Hey, not bad! O.K., call me Doctor Doom 'n' Gloom... Looks like all my fears were unfounded. It just goes to show how difficult it is to predict outcome. The biological variation in reproduction is high and every case is different. Thus predictions based on averages can sometimes be way off. Looks like 7 days of stim was adequate for egg maturation in this case, although I wouldn't recommend it for every donor cycle.
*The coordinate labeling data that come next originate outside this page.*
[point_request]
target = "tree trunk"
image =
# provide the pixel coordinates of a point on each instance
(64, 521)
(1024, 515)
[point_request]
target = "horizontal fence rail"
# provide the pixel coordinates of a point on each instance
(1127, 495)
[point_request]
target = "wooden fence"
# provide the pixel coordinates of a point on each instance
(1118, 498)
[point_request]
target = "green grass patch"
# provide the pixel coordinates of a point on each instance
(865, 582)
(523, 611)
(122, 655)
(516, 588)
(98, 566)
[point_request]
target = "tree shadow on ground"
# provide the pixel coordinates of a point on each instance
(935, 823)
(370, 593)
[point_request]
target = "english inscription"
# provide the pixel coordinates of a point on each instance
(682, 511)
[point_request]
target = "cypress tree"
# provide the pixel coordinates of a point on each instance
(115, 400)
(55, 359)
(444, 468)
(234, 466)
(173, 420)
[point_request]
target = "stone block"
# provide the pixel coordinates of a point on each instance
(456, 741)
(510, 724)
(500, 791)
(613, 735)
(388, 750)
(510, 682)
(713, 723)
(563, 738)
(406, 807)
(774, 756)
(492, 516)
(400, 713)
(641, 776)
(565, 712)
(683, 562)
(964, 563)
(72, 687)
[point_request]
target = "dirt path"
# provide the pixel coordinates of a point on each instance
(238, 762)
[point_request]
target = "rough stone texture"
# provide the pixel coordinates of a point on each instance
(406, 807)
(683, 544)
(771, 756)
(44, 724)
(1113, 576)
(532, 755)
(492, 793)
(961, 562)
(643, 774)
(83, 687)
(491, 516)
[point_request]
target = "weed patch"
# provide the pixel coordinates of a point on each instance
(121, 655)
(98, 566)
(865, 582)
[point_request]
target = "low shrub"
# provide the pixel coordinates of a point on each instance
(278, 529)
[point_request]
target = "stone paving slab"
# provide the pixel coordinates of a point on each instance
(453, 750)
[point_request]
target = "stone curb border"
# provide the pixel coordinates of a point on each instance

I stand corrected. I made a mistake in calculating the fertilization rate. They are correct to use mature eggs as the denominator. That's what I do too. Accordingly, the fertilization rate of mature eggs was 83% - right on target. Oops.

Your chances look good. Best of luck.

 

Wannab - July 9

Hey Dr Doom and Gloom - giggle... You actually weren't that far off the mark. It turned out that 3 eggs were indeed frozen on day 5, but the other 7 were left to grow a bit more to day 6, along with the "iffer" ones... The net of it is, 7 total were frozen. So we had...

40 retrieved
30 mature
25 fertilized
9 blastocysts (2 transferred, 7 frozen)

Even the doc admitted that 7 days was short...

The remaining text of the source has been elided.